The scientific journal Proceedings of the Royal Society B: Biological Sciences announced that it will not retract a 2016 article on the behavior of clownfish (anemonefish), despite an independent investigation by the University of Delaware (UD) having identified data discrepancies and evidence of fabrication, leading to the recommendation that the paper be retracted. The journal published an editorial note stating that it had carried out its own investigation and found no evidence of fraud, highlighting that the data discrepancy had been corrected by the authors in 2022.

The article is one of 22 problematic papers relating to studies by UD marine ecologist Danielle Dixson, some of which could not be replicated in new experiments by an international group of researchers. Last August, a paper by the ecologist’s group was retracted by the journal Science (see Pesquisa FAPESP issue nº 319) in response to the university’s independent investigation, which found that Dixson did not have enough time to carry out the experiments described in the article and that the study’s raw data contained more than 100 inexplicable duplications.

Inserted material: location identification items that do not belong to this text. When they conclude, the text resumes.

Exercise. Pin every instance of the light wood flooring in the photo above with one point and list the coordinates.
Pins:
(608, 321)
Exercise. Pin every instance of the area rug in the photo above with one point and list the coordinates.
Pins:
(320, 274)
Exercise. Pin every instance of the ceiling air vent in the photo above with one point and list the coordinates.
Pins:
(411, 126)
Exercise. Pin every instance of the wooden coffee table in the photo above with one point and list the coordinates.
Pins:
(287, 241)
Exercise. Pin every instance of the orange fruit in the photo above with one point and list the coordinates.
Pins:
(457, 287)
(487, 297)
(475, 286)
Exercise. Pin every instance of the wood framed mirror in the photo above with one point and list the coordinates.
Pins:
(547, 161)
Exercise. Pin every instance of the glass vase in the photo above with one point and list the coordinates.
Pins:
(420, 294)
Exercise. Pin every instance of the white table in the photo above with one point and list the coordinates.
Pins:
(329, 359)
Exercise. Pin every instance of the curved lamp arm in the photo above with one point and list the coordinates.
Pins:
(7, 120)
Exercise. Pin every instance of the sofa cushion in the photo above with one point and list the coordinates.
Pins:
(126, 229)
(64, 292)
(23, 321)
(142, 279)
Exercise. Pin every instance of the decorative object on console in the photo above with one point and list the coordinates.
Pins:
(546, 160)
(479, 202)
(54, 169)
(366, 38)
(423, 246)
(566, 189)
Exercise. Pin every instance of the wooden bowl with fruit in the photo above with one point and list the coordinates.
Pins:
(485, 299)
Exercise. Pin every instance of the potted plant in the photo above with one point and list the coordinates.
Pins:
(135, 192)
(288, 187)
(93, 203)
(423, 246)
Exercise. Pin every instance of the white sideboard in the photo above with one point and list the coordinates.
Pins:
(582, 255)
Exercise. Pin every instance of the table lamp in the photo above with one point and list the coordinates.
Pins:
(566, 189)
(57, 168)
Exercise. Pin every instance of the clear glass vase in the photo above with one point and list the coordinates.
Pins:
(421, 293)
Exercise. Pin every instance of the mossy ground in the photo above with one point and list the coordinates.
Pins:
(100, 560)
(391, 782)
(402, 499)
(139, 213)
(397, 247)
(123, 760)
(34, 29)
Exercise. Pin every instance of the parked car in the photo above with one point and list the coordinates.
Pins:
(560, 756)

There were similar suspicions regarding the Proceedings B article, which claims that clownfish can sense whether coral reefs are bleached or healthy, based on experiments in which the animals were placed in a device called a choice flume that forces them to decide which direction to swim. Dixson reported that the data were collected in 13 days, but investigators determined it would have taken at least 22 days to complete the task. She later submitted a correction to the journal that made the information more plausible, reporting that she used two chutes simultaneously, doubling her observation capacity. “Some issues with the data are likely the result of mistakes or poor data curation, and their correction would not change the conclusions,” the journal editors stated.